[Mailman-Users] mail loops: list-request and vacation messages

Chuq Von Rospach chuqui at plaidworks.com
Tue Jun 26 00:14:19 CEST 2001


On Monday, June 25, 2001, at 11:02 AM, Gunnar Evermann wrote:

> Some guy send a request to list-request and left for holidays
> activating some stupid vacation feature in his Mailer (Outlook). When
> Mailman replied to the request message Outlook sent back not one but
> two vacation messages [1] back to list-request.

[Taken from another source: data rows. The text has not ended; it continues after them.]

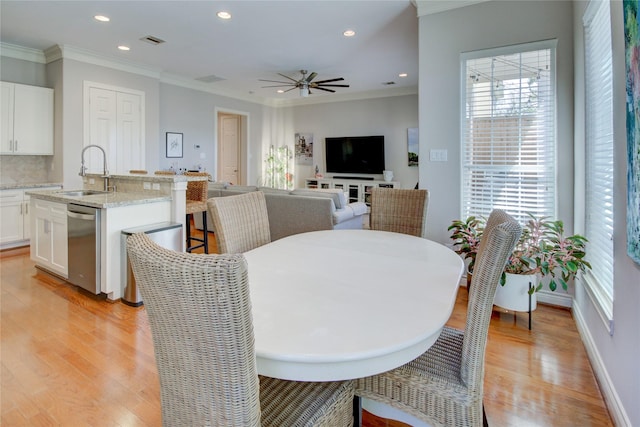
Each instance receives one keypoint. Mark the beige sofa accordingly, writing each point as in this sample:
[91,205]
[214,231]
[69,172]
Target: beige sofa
[298,211]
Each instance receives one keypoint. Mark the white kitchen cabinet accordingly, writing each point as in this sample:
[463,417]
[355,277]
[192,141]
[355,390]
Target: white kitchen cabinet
[12,213]
[15,224]
[49,235]
[27,120]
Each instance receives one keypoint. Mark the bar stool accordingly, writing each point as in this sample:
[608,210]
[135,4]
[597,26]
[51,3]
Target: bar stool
[197,202]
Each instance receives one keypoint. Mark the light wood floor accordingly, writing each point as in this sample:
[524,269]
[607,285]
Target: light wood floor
[71,359]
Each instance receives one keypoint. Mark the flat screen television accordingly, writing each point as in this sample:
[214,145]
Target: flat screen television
[355,154]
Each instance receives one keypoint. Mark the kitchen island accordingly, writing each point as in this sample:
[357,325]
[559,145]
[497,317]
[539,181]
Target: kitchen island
[139,200]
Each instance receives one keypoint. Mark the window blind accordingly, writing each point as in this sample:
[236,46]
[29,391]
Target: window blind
[509,136]
[599,146]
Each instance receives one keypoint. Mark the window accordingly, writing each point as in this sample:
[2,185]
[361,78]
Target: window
[509,131]
[599,154]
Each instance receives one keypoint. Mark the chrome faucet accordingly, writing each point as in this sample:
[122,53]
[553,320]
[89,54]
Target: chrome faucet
[105,172]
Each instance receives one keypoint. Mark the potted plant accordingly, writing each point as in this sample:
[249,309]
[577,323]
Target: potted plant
[543,250]
[466,239]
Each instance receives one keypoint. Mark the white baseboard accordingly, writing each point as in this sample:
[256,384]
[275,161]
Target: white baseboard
[611,398]
[555,298]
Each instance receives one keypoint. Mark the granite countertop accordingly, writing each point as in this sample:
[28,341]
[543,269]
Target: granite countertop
[101,200]
[18,185]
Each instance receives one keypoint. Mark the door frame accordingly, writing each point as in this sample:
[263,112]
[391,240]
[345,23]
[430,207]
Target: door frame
[243,155]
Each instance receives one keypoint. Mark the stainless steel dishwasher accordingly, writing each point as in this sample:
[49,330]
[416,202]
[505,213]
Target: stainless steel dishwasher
[83,238]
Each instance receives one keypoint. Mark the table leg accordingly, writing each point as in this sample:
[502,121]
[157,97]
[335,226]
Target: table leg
[357,411]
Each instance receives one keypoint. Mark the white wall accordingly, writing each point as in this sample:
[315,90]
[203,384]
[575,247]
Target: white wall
[443,37]
[614,357]
[390,116]
[193,113]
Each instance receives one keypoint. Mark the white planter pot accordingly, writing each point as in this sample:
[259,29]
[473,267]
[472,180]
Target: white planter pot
[514,295]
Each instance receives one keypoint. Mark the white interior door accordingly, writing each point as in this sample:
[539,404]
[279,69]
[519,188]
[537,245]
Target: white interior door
[102,129]
[229,148]
[116,123]
[129,143]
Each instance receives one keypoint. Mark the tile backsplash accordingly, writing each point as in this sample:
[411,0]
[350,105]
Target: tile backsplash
[24,169]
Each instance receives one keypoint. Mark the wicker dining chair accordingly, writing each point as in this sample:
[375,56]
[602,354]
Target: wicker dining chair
[399,210]
[197,203]
[199,311]
[241,222]
[444,386]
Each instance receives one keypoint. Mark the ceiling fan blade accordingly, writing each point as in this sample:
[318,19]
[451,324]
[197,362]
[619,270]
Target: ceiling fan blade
[319,85]
[287,77]
[285,85]
[330,80]
[274,81]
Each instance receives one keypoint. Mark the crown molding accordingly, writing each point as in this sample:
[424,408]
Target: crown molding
[83,55]
[58,52]
[20,52]
[430,7]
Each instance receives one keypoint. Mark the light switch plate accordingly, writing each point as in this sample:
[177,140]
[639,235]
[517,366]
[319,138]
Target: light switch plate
[438,155]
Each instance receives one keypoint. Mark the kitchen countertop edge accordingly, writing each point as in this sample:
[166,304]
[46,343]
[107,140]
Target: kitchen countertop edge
[101,201]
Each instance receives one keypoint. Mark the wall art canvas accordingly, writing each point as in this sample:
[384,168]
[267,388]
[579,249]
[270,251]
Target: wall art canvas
[632,62]
[304,149]
[412,146]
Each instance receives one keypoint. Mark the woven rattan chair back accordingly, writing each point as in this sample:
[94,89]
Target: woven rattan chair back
[199,311]
[200,316]
[197,203]
[241,222]
[399,210]
[444,386]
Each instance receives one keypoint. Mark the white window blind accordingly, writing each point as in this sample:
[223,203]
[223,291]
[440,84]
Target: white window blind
[599,148]
[509,131]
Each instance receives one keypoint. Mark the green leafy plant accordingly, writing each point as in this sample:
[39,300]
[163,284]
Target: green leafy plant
[543,249]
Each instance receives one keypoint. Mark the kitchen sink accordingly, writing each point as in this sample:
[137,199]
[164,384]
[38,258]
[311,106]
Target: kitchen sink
[80,193]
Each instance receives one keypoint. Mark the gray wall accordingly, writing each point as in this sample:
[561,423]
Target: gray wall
[390,116]
[614,357]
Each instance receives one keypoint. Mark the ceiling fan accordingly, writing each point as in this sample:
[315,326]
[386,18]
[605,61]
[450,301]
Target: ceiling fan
[305,84]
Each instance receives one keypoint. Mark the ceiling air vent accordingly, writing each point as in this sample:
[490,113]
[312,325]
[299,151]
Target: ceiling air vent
[210,79]
[152,40]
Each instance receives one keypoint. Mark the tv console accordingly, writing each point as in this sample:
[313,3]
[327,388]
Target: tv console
[357,189]
[359,178]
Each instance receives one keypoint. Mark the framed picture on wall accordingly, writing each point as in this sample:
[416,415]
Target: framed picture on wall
[174,144]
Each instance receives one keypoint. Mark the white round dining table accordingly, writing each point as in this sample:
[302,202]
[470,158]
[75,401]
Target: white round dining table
[343,304]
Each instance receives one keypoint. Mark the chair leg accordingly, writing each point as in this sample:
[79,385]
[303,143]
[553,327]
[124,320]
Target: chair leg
[188,232]
[485,423]
[204,231]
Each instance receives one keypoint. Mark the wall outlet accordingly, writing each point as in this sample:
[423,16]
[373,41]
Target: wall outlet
[438,155]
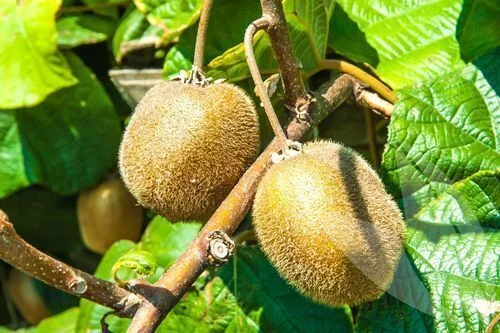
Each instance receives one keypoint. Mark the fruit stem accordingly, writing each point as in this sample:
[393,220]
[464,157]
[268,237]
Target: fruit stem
[358,73]
[260,24]
[201,35]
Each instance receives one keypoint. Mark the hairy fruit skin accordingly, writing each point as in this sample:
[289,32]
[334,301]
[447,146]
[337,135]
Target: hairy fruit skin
[108,213]
[186,147]
[326,223]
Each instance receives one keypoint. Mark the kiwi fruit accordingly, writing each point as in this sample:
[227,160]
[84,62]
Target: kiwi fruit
[22,291]
[186,146]
[108,213]
[325,221]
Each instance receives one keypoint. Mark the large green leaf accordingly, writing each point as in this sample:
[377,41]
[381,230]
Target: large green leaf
[414,40]
[166,240]
[209,308]
[134,33]
[70,141]
[172,16]
[410,41]
[228,21]
[258,288]
[442,132]
[308,25]
[44,219]
[449,279]
[477,29]
[451,269]
[31,68]
[83,29]
[474,199]
[388,314]
[12,172]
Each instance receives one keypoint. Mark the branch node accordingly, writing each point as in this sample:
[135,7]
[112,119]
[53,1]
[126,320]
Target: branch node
[373,101]
[303,108]
[220,248]
[78,286]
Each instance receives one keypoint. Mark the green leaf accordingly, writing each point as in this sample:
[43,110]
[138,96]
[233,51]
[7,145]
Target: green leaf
[44,219]
[172,16]
[175,61]
[142,263]
[91,313]
[414,40]
[12,172]
[79,30]
[308,25]
[258,287]
[442,132]
[209,309]
[228,21]
[134,32]
[166,240]
[314,17]
[450,190]
[61,323]
[461,273]
[477,30]
[388,314]
[70,141]
[105,7]
[30,64]
[474,199]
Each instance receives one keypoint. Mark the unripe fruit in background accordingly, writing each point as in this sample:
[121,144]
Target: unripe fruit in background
[22,292]
[186,146]
[108,213]
[326,223]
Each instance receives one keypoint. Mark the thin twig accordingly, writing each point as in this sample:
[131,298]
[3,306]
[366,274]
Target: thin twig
[15,251]
[373,82]
[259,24]
[283,52]
[201,36]
[372,136]
[373,101]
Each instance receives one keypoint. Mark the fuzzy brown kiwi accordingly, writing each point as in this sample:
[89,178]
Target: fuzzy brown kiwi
[326,223]
[186,146]
[108,213]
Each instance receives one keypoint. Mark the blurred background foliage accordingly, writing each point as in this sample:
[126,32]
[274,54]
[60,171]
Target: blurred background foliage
[73,70]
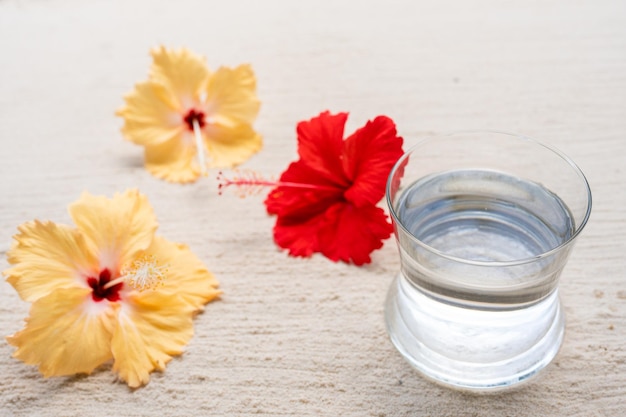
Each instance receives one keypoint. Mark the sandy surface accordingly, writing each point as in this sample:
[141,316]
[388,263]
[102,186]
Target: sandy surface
[306,337]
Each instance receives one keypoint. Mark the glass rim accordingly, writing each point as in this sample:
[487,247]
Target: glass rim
[510,135]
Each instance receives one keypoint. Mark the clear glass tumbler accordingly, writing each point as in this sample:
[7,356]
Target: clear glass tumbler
[485,222]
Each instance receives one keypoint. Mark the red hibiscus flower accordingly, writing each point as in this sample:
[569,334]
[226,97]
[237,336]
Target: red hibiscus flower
[326,201]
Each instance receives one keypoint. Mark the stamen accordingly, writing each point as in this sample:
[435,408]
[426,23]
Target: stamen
[144,273]
[197,133]
[251,182]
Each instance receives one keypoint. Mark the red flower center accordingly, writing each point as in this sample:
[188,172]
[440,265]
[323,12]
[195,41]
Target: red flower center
[99,292]
[197,116]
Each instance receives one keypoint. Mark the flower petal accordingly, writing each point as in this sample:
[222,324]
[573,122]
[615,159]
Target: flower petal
[174,160]
[62,336]
[351,233]
[231,96]
[368,156]
[183,73]
[320,144]
[186,276]
[302,202]
[116,228]
[152,327]
[148,117]
[229,146]
[46,256]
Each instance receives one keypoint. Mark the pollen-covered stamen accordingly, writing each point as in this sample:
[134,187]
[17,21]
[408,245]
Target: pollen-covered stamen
[192,116]
[250,182]
[144,273]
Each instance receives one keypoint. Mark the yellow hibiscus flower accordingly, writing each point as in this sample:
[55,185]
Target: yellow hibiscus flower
[86,285]
[189,118]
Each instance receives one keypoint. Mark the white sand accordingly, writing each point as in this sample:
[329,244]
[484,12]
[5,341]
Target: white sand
[306,337]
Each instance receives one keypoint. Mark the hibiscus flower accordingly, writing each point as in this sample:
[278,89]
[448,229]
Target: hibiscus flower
[107,289]
[189,118]
[327,200]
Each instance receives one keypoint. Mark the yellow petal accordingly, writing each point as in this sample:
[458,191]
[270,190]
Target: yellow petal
[47,256]
[230,146]
[183,73]
[231,96]
[174,160]
[149,116]
[116,228]
[152,327]
[63,335]
[186,274]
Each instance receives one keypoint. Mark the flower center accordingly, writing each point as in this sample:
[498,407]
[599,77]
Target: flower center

> It would be nice if Mailman was more resistant to these mail loops
> [2].

Suggestions on how?

the mailbot that guy used was seriously broken and non-conforming. It 
ignores Precedence headers, which are there (in part) to tell mailbots 
NOT to mailbot a message in the first place, and it's not smart enough 
to not repeatedly mailbot a single address. Both of those are basic, 
trivial functionality ANY mailbot ought to have -- and many of them have 
had for 15 years or more. It's sad there are still people who think they 
can write softwrae that are so uninformed about stuff they're writing, 
but that's a different argument.

Did the guy who set up the mailbot give mailman any way of telling this 
was a mailbot, or a loop? Did they include any keywords, like "out of 
the office" or "vacation" or "I am an idiot who's mailbot is going to 
make you crazy now"?

Unnfortunately, there's a basic reality here -- no matter how smart you 
make mailman, one stupid mailbot can sidetrack everytihng you can do to 
stop it. Can Mailman get better? sure. what can't? But until people find 
ways to make it better, it's hard.

What did this mailbot do that an automated systems like Mailman 
recognize it?

These mailbot loops are the bane of administrators, especially since the 
worst ones are usually started on Friday afternoon before a 3 day 
weekend, because the worst of the vacation bots are set up at the last 
minute by someone primarily interested in LEAVING, not making the 
mailbot work, and otherwise aren't configured, tested or monitored -- 
and the admin is likely gone and doesn't know until he comes back after 
the weekend that the mailbot's been sending 2000 messages an hour. And 
the idiot who sets the mailbot up blames you, of course...

If you can find something the mailbot did that (a) would allow mailman 
to recognize it as such, and (b) wouldn't cause false positives by 
blocking legitimate messages, let us know. We'll look at improving 
mailman to trap it. But the blatting mailbot is the problem -- it's 
ignoring ALL of the things Mailman's done all along to tell the mailbot 
to leave it alone and not bother telling us about the vacation; worse; 
that vacation bot isn't smart enough to know it's already told us -- it 
must think we're really stupid to have to tell us repeatedly....


--
Chuq Von Rospach, Internet Gnome <http://www.chuqui.com>
[<chuqui at plaidworks.com> = <me at chuqui.com> = <chuq at apple.com>]
Yes, yes, I've finally finished my home page. Lucky you.

Some days you're the dog, some days you're the hydrant.